CM
CM
Q. Examine ANOVA in R? State the assumptions and explain One way ANOVA & Two Way ANOVA in
detail. Also state benefits( & limitation) of ANOVA.
1) ANOVA, or Analysis of Variance is a parametric statistical technique that helps in finding out if there is a
significant difference between the mean of three or more groups. It checks the impact of various factors by
comparing groups (samples) based on their respective mean. ANOVA tests the null hypothesis that all group means
are equal, against the alternative hypothesis that at least one group mean is different. 2) Assumptions - a) The
dependent variable is approximately normally distributed within each group. This assumption is more critical for
smaller sample sizes. b) The samples are selected at random and should be independent of one another.
c) All groups have equal standard deviations.d) Each data point should belong to one and only one group. There
should be no overlap or sharing of data points between groups. 3) Benefits of ANOVA: a) Allows comparison of
more than two groups simultaneously. b) Identifies whether significant differences exist without requiring multiple
t-tests. c) Reduces the risk of Type I error (false positives). 4) Limitations of ANOVA: a) Sensitive to violations of
assumptions (e.g., normality, homogeneity). b) Does not indicate which groups differ (requires post-hoc tests).
c) Limited to numerical dependent variables and categorical independent variables.
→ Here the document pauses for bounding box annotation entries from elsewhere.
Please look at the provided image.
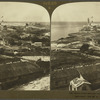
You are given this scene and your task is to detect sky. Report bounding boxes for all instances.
[52,2,100,22]
[0,2,50,22]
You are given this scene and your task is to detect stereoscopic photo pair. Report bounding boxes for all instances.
[0,2,100,91]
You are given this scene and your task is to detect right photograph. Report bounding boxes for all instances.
[51,2,100,91]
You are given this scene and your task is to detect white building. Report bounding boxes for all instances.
[69,75,91,91]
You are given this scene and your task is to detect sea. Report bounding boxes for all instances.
[51,22,87,41]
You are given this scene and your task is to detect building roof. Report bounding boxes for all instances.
[70,76,91,87]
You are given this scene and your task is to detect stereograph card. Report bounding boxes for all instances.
[0,0,100,100]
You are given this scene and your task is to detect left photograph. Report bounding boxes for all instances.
[0,2,50,91]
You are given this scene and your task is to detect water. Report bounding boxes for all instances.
[51,22,87,41]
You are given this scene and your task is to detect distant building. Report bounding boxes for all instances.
[69,75,91,91]
[31,42,42,47]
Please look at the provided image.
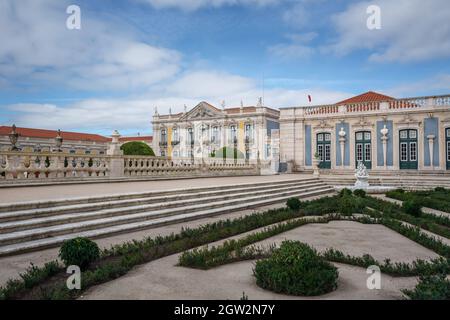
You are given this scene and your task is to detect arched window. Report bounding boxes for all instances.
[399,129,419,170]
[355,131,372,169]
[316,132,331,169]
5) One way Anova - One-way ANOVA: This is the most basic form of ANOVA and is used when there is only one
independent variable with more than two levels or groups. It assesses whether there are any statistically significant
differences among the means of the groups. Example with Procedure for One way Anova: Imagine a researcher
wants to test the effectiveness of three different fertilizers (A, B, and C) on plant growth. They apply each fertilizer
to a separate group of plants and measure the height of the plants after a certain period. a) Hypotheses: Null
Hypothesis (H₀): There is no significant difference in the mean plant height between the three fertilizer groups.
Alternative Hypothesis (H₁): At least one group's mean plant height is significantly different from the others. b)
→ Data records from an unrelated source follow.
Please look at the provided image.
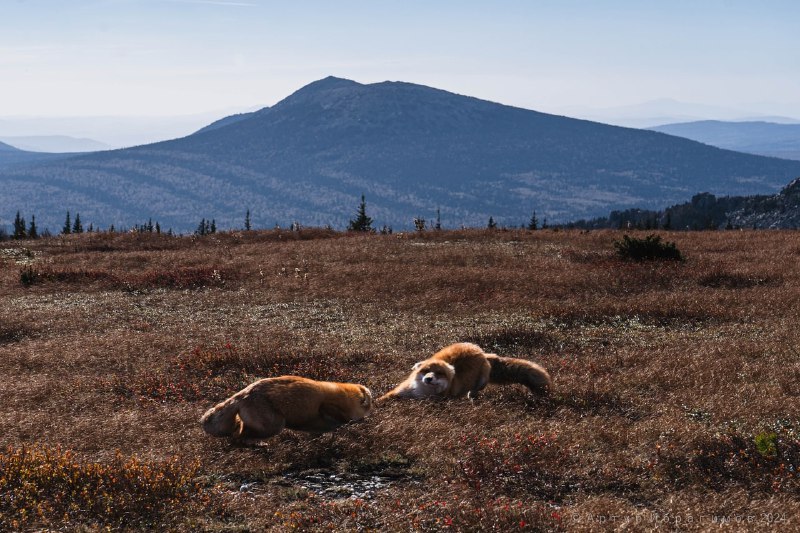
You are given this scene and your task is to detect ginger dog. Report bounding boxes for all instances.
[378,342,552,401]
[200,376,372,439]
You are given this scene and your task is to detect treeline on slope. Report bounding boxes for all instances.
[0,194,549,241]
[567,178,800,230]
Data Collection: Collect data on plant height for each fertilizer group. c) ANOVA Test: Perform the ANOVA test to
calculate the F-statistic and p-value. d) Decision Making: If the p-value is less than the significance level (e.g., 0.05),
reject the null hypothesis. This indicates that at least one group's mean is significantly different from the others. If
the p-value is greater than the significance level, fail to reject the null hypothesis. This suggests that there is no
significant difference between the group means. e) Post-hoc Tests: If the ANOVA test shows a significant difference,
post-hoc tests like Tukey's HSD or Bonferroni's test can be used to determine which specific groups differ
significantly from each other. By using one-way ANOVA, the researcher can determine if there is a significant
difference in plant growth due to the different fertilizers and identify which fertilizer is most effective.
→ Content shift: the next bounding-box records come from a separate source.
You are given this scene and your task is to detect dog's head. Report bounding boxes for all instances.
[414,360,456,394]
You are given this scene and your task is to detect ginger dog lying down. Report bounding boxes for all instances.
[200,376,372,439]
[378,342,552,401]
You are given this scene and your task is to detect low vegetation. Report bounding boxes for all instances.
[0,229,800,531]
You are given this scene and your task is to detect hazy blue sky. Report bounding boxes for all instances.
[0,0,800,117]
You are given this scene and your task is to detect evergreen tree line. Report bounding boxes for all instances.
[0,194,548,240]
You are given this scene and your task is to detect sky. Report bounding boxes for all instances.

6) Two Way Anova: Two-Way ANOVA is a statistical test used to determine the effect of two independent
categorical variables (factors) on a continuous dependent variable, and to explore whether there is an interaction
between these factors. Example with procedure in Two Way ANOVA: A researcher tests the effects of three
fertilizers (A, B, C) and two watering frequencies (daily, every other day) on plant height. a) Hypothesis - Null
Hypothesis - Fertilizer type: Mean plant heights are the same for all fertilizers, Watering frequency: Mean plant
heights are the same for both watering schedules, Interaction: No interaction exists between fertilizer type and
watering frequency. Alternative Hypotheses: Fertilizer type: At least one fertilizer produces a different mean
height. Watering frequency: At least one watering schedule produces a different mean height. Interaction: The
effect of fertilizer type on height depends on watering frequency.b) Data Collection: Measure plant heights for all
fertilizer–watering combinations. c) ANOVA Test: Calculate F-statistics and p-values for: Fertilizer (Factor 1),
Watering frequency (Factor 2), Interaction (Fertilizer × Watering), d) Comparison: Reject null hypotheses if p-values
< 0.05. e) Decision: Significant results indicate differences in group means or interaction effects.
f) Post-Hoc Tests: Perform Tukey’s HSD to identify specific group differences if significant.
7) Application of Anova - a) Business & Marketing - Comparing the effectiveness of three marketing campaigns.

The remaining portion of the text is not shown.